Below is my post sent to https://mail.python.org/mailman/listinfo/core-workflow as an immediate reaction to the PEP that addresses the migration. I think that people need to consider Python as something with much better potential than just "a product to execute computer scripts". I want people to think about it as about open process with all the involved complexity and dynamics issues, a place to study and learn about different culture than following the orders of your owner founder. Some want to see it to be isolated coding playground without all that disturbances and annoying people with external world problems. But it is unavoidable. There are already diversity statement and codes of conducts. It is time to stop being ignorant to economics for the balance.

Blender is a good example. 3D editor that every two years chooses a problem that is actual for community and makes a movie together with building necessary features in the editor. They discuss economics, try to address funding issues by working with funds outside of coding domain, bringing new initiatives, communicating and still staying open - not ignoring the issues and not trying to bring the same hammer on the new "nail". Why Python fails to follow the same route?

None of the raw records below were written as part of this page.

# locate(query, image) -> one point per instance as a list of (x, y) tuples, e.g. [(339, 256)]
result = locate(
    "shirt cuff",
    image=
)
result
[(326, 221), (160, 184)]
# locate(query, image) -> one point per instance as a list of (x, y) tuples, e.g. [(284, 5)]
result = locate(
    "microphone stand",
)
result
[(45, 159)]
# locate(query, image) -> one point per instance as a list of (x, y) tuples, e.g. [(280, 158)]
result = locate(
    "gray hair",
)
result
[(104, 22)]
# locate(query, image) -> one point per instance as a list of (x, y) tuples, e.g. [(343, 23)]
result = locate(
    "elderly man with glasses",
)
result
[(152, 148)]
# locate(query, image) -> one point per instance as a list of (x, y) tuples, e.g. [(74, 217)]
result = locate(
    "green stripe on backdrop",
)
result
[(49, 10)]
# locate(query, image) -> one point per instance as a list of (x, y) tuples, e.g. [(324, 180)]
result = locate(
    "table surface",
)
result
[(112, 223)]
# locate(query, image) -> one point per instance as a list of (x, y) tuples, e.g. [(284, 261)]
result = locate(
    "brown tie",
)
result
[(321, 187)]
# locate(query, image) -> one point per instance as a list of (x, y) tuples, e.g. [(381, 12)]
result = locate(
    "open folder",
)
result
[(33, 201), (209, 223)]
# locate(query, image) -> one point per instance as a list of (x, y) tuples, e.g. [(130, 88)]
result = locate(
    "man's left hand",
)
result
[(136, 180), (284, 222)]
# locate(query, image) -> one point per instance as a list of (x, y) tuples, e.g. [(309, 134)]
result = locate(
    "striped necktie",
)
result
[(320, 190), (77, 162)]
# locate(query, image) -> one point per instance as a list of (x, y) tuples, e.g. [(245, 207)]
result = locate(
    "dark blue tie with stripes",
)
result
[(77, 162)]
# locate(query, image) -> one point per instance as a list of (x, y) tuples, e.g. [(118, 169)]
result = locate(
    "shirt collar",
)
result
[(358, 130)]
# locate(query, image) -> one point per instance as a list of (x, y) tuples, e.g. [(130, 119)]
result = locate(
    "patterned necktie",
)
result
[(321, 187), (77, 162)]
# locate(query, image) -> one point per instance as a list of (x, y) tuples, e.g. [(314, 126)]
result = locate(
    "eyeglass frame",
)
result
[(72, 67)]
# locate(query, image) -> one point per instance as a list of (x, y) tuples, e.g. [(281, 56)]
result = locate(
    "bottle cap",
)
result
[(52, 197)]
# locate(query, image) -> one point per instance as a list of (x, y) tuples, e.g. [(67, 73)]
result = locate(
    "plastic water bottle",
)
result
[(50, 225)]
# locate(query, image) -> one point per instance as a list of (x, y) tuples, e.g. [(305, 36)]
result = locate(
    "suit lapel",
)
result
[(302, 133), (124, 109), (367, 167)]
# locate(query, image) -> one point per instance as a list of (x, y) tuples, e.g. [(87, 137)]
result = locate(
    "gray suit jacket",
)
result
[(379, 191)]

I don't know why it bother me that much. Probably because I am jobless and living in northern country where you can't live on street and need to pay rent, so "getting paid for the useful stuff that you do" is extremely important issue for me. But also I feel that my time is limited, and that it is very sad to spend my life behind the screen of computer, reinventing some code that was written numerous time for a company that can not support something that is already written.

I realize that with reduced exposure to a projects like Roundup and Mercurial it will be much harder (if possible at all) to gather critical mass of resources around people to experiment with sustainability models for open source, and doing these things is important, because we coming into the age of extremely powerful automation where people may not be that needed anymore. For me open source is the only way to gather data on what will happen, and maybe the only way to find the balance. Open source economics right now is when resources are limited, but there are many people how could use them, but if they use them, others (who probably can do better) may feel bad about this. This is a just a single problem that needs to be addressed in the process, and I wish that there could be that sustainable working process in the list.